Don Luigi Guanella morì a Como il 24 ottobre 1915. Fu dichiarato beato da Papa Paolo VI il 25 ottobre 1964. Per la beatificazione, la Chiesa cattolica riconobbe due guarigioni inspiegabili: la prima da una “Peritonite acuta diffusa ipertossica” e la seconda da una “Paraparesi spastica di Pott”, entrambe giudicate pienamente favorevoli dalla consulta medica il 21 maggio 1963.

Il 1° luglio 2010, Papa Benedetto XVI promulgò il decreto di canonizzazione di don Luigi Guanella, riconoscendo un miracolo avvenuto nel 2002. Il 23 ottobre 2011, don Luigi Guanella fu proclamato santo dallo stesso pontefice in Piazza San Pietro.

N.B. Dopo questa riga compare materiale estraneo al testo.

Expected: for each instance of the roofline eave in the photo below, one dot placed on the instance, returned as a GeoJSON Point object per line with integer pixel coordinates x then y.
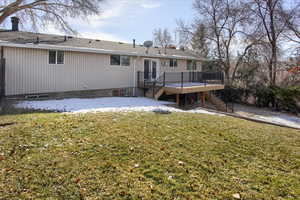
{"type": "Point", "coordinates": [93, 50]}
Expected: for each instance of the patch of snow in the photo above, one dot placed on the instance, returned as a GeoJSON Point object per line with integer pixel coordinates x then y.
{"type": "Point", "coordinates": [105, 104]}
{"type": "Point", "coordinates": [281, 119]}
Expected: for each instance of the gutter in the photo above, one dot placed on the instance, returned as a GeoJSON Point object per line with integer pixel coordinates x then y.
{"type": "Point", "coordinates": [93, 50]}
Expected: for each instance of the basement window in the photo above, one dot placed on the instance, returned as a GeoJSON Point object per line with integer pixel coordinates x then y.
{"type": "Point", "coordinates": [56, 57]}
{"type": "Point", "coordinates": [119, 60]}
{"type": "Point", "coordinates": [173, 63]}
{"type": "Point", "coordinates": [191, 65]}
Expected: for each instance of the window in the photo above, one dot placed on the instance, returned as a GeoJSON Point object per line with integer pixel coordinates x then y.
{"type": "Point", "coordinates": [191, 65]}
{"type": "Point", "coordinates": [56, 57]}
{"type": "Point", "coordinates": [125, 60]}
{"type": "Point", "coordinates": [60, 57]}
{"type": "Point", "coordinates": [173, 63]}
{"type": "Point", "coordinates": [52, 57]}
{"type": "Point", "coordinates": [120, 60]}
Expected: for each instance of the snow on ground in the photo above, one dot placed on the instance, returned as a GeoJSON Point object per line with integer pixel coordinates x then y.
{"type": "Point", "coordinates": [105, 104]}
{"type": "Point", "coordinates": [130, 104]}
{"type": "Point", "coordinates": [281, 119]}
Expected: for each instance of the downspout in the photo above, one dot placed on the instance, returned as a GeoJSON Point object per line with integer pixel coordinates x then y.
{"type": "Point", "coordinates": [134, 76]}
{"type": "Point", "coordinates": [2, 79]}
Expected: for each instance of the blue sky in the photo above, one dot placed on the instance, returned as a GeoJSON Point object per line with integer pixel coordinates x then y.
{"type": "Point", "coordinates": [123, 20]}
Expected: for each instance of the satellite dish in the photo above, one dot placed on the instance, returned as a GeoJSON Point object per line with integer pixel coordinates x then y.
{"type": "Point", "coordinates": [148, 44]}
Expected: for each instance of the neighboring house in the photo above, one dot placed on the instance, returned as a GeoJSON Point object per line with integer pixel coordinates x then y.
{"type": "Point", "coordinates": [34, 63]}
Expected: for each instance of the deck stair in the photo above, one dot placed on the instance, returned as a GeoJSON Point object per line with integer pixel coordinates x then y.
{"type": "Point", "coordinates": [218, 103]}
{"type": "Point", "coordinates": [155, 92]}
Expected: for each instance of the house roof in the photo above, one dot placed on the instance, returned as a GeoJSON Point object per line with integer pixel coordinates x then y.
{"type": "Point", "coordinates": [69, 43]}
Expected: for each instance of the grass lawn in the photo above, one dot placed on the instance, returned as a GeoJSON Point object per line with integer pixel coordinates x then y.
{"type": "Point", "coordinates": [146, 156]}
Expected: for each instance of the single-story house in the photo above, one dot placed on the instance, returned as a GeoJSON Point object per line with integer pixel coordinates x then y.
{"type": "Point", "coordinates": [34, 63]}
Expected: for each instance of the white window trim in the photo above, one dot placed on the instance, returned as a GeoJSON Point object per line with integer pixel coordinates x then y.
{"type": "Point", "coordinates": [56, 57]}
{"type": "Point", "coordinates": [120, 61]}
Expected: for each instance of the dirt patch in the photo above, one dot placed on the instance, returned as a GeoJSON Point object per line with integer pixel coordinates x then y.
{"type": "Point", "coordinates": [7, 124]}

Il miracolo decisivo per la canonizzazione riguardò William Glisson, vittima di un grave trauma cranico occipitale a seguito di un incidente il 15 marzo 2002. Dopo che una reliquia di don Guanella fu applicata al suo polso e una serie di preghiere furono elevate per l'intercessione del beato, William iniziò un sorprendente recupero. Dopo due mesi, la guarigione fu completa, senza lasciare deficit cognitivi o neuropsichiatrici.

Nell’atto solenne della canonizzazione, Papa Benedetto XVI mise in evidenza la carità sollecita di don Guanella e la sua dedizione al servizio degli ultimi, radicate nel dono divino di un cuore misericordioso, sullo stile del Padre provvidente e infiammato dalla carità del Cuore di Cristo.

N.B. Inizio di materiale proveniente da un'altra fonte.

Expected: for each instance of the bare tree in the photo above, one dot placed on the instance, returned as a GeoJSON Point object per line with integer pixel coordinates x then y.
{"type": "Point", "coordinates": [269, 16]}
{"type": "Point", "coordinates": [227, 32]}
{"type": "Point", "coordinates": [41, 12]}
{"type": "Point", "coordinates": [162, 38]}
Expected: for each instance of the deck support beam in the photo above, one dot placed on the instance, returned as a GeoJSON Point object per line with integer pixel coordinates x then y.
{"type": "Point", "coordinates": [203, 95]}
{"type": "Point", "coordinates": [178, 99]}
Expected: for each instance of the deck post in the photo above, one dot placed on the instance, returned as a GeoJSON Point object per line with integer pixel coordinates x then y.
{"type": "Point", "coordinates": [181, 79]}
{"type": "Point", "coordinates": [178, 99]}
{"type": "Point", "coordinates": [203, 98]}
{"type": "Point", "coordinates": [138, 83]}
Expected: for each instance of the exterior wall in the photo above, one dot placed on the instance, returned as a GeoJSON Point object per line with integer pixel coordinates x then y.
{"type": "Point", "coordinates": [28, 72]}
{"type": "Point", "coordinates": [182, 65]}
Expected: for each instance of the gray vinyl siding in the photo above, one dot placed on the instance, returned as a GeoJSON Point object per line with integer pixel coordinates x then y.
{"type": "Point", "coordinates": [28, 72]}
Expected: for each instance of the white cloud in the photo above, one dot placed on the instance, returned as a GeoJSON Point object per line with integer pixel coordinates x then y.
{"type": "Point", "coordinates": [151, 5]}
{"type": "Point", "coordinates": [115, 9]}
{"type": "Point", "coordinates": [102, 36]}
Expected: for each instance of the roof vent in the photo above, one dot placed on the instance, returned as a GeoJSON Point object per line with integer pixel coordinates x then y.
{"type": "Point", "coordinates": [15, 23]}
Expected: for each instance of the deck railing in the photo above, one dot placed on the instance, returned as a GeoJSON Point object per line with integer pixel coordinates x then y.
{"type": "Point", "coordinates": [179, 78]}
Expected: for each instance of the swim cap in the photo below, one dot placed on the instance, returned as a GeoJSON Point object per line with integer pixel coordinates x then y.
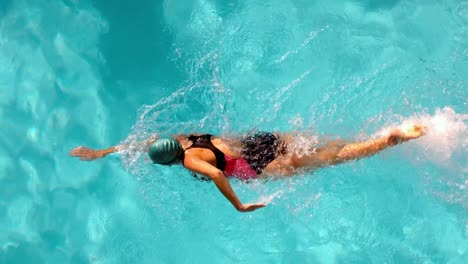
{"type": "Point", "coordinates": [164, 150]}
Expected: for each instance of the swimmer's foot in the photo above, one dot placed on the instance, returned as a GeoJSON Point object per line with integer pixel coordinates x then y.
{"type": "Point", "coordinates": [400, 135]}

Ritratto di San Luigi Guanella

Il Significato Spirituale del Santuario

Il Santuario del Sacro Cuore non è soltanto un'importante opera architettonica e storica, ma soprattutto un vibrante luogo di fede e devozione. Alle sante celebrazioni partecipano quotidianamente i ragazzi dell’Istituto, definiti da don Guanella i “Buoni Figli”, ragazzi svantaggiati nel corpo e nella mente. La loro presenza, unita a quella dei fedeli che frequentano il santuario, alimenta stimoli di fede, amore e abbandono a Dio, perpetuando il carisma di carità e provvidenza del suo fondatore, San Luigi Guanella.